Invité par le Club canadien de Toronto à l’occasion de son déjeuner du mois de février, cet éminent économiste, membre du prestigieux groupe Financière Banque Nationale qui compte parmi les tous premiers au monde en termes de prévisions économiques, estime que les Canadiens peuvent aborder les prochaines années avec confiance sans toutefois faire montre de complaisance.

Selon M. Marion, bien que la communauté européenne ait, semble-t-il, réussi à endiguer l’effondrement économique qui menaçait il y a environ six mois, que les États-Unis connaissent récemment une croissance et une reprise au niveau des emplois et des services, que les économies de pays émergents continuent à être en pleine expansion et que l’économie mondiale a crû de 3 % dans son ensemble, l’horizon n’est toujours pas bleu azur pour l’économie mondiale.

M. Marion rappelle que c’est grâce à une injection de fonds de la part des banques centrales que l’Europe a pu se sortir de graves difficultés financières. Selon lui, les Européens vont devoir réduire des avantages sociaux qu’il juge généreux, une mesure qui s’impose car le vieux continent subit aussi les effets d’une population vieillissante. Il fait remarquer à cet égard que les récentes promesses de Silvio Berlusconi de réduire l’impôt en Italie sont totalement illusoires.

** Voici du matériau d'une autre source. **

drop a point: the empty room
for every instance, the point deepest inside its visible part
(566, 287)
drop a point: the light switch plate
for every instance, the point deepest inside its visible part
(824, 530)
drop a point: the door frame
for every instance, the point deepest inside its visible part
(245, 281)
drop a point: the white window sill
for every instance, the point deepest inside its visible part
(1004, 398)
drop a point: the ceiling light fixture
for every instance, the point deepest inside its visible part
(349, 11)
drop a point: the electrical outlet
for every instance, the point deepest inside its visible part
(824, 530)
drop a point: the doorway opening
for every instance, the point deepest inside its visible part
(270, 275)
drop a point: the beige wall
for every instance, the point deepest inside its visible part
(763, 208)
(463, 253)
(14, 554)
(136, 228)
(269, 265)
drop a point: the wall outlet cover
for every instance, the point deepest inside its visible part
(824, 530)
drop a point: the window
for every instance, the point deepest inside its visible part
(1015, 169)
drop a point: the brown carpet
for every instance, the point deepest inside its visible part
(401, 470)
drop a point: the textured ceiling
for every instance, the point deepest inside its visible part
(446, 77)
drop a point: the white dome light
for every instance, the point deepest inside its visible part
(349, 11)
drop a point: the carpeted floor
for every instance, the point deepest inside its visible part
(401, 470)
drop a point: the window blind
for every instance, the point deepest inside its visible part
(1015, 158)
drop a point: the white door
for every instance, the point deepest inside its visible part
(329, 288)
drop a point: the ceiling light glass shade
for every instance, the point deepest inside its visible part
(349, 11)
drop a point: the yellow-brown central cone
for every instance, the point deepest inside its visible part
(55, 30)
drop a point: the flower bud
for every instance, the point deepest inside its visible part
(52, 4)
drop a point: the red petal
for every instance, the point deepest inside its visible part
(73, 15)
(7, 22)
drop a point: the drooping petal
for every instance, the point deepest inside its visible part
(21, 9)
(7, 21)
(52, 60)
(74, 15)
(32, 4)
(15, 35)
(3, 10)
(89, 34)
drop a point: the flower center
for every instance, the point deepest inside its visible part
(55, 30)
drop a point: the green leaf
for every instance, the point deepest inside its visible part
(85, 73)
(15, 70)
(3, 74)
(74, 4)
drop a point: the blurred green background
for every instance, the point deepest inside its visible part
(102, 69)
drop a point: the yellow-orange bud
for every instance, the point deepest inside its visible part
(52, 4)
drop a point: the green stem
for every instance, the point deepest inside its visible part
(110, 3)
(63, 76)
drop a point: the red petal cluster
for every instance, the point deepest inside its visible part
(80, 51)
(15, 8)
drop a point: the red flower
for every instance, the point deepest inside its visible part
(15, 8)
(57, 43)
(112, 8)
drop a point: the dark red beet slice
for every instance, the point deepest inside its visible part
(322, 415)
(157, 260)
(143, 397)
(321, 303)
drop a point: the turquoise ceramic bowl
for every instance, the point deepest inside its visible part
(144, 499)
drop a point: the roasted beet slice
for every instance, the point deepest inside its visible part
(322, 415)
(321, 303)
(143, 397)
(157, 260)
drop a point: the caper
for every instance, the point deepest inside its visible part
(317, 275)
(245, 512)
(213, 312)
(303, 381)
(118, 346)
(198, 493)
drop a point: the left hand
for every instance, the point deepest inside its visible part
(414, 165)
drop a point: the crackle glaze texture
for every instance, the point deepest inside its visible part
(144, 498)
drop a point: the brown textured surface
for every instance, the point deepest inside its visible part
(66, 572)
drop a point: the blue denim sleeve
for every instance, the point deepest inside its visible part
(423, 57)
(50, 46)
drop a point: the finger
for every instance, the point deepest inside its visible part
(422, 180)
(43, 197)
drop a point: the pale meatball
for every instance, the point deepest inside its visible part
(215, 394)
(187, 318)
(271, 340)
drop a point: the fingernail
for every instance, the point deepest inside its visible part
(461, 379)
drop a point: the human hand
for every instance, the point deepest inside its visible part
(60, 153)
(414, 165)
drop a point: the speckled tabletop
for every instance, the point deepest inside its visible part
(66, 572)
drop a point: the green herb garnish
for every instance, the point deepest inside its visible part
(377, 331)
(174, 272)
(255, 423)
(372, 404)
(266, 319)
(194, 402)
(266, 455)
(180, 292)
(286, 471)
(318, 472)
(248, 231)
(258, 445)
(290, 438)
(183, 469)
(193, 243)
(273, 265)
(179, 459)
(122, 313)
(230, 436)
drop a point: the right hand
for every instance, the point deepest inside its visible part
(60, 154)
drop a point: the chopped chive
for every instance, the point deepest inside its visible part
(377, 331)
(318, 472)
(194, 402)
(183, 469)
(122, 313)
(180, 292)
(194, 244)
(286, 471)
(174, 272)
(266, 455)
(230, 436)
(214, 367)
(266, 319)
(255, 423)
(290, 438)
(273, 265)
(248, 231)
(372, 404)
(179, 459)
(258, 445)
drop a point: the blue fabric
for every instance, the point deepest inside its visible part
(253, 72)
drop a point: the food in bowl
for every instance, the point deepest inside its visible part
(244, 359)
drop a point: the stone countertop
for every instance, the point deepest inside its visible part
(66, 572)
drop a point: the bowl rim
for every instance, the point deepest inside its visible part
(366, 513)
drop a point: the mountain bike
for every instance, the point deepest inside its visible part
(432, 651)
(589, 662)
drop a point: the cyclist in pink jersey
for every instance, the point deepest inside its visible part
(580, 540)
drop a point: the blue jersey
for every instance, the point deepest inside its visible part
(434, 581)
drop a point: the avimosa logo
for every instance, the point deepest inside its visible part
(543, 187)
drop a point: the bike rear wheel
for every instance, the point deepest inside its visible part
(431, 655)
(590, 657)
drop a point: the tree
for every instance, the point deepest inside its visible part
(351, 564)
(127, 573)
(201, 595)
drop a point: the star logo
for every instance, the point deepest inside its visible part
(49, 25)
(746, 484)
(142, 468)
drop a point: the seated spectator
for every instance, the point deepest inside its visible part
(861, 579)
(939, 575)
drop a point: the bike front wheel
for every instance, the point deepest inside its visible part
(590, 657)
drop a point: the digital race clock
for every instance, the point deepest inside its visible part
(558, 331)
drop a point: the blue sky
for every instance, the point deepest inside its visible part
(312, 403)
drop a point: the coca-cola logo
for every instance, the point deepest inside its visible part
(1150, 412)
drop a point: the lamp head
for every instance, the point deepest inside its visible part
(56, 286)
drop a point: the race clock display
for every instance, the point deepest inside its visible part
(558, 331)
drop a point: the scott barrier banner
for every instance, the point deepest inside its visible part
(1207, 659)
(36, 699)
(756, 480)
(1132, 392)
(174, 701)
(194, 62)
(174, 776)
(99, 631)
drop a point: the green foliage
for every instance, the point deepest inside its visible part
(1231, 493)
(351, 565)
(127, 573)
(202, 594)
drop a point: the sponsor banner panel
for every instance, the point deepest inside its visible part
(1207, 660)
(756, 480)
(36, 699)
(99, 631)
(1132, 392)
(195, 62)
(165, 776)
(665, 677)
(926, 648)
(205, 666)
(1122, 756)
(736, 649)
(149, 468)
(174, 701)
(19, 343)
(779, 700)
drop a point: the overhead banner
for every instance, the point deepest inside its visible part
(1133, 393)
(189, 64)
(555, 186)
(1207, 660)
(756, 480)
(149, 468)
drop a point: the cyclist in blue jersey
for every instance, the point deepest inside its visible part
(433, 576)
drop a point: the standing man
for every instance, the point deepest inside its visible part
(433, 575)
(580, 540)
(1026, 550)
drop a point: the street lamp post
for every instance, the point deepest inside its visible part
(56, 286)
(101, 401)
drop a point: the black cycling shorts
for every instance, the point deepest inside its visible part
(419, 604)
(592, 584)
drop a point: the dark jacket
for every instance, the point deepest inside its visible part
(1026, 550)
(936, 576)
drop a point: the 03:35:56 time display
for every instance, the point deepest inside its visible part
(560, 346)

Les États-Unis éprouvent toujours des difficultés dans le secteur de la fabrication. Même si les prix des maisons semblent remonter, ils demeurent cependant inférieurs à ce qu’ils étaient avant la crise immobilière de l’an passé. Certains indicateurs sont cependant au beau fixe depuis quelque temps. Le marché de l’emploi a connu un nouvel essor, particulièrement à ce qui touche les emplois permanents. M. Marion estime par ailleurs que les gouvernements, aussi bien en Europe qu’en Amérique du Nord, vont devoir s’attaquer à réduire l’endettement.

« Le Canada est le champion du calme plat parmi les pays du G7 », note avec allégresse le conférencier.

Grâce à des pratiques financières plus réglementées, surtout en termes de prêts immobiliers, les Canadiens n’ont pas subi les effets de la crise comme ce fut le cas en Europe et aux États-Unis. M. Marion souligne à cet effet que le gouvernement canadien a encore resserré les règles d’emprunt depuis la crise pour parer à toute éventualité. Il veut cependant rassurer ses concitoyens en ce qui concerne le marché de l’immobilier. Quant à lui, les prix des maisons pourraient baisser seulement un petit peu. Autre prévision encourageante, les taux d’intérêt devraient demeurer bas. Une démographie positive grâce à l’immigration augure bien pour la santé économique du Canada dans un proche avenir.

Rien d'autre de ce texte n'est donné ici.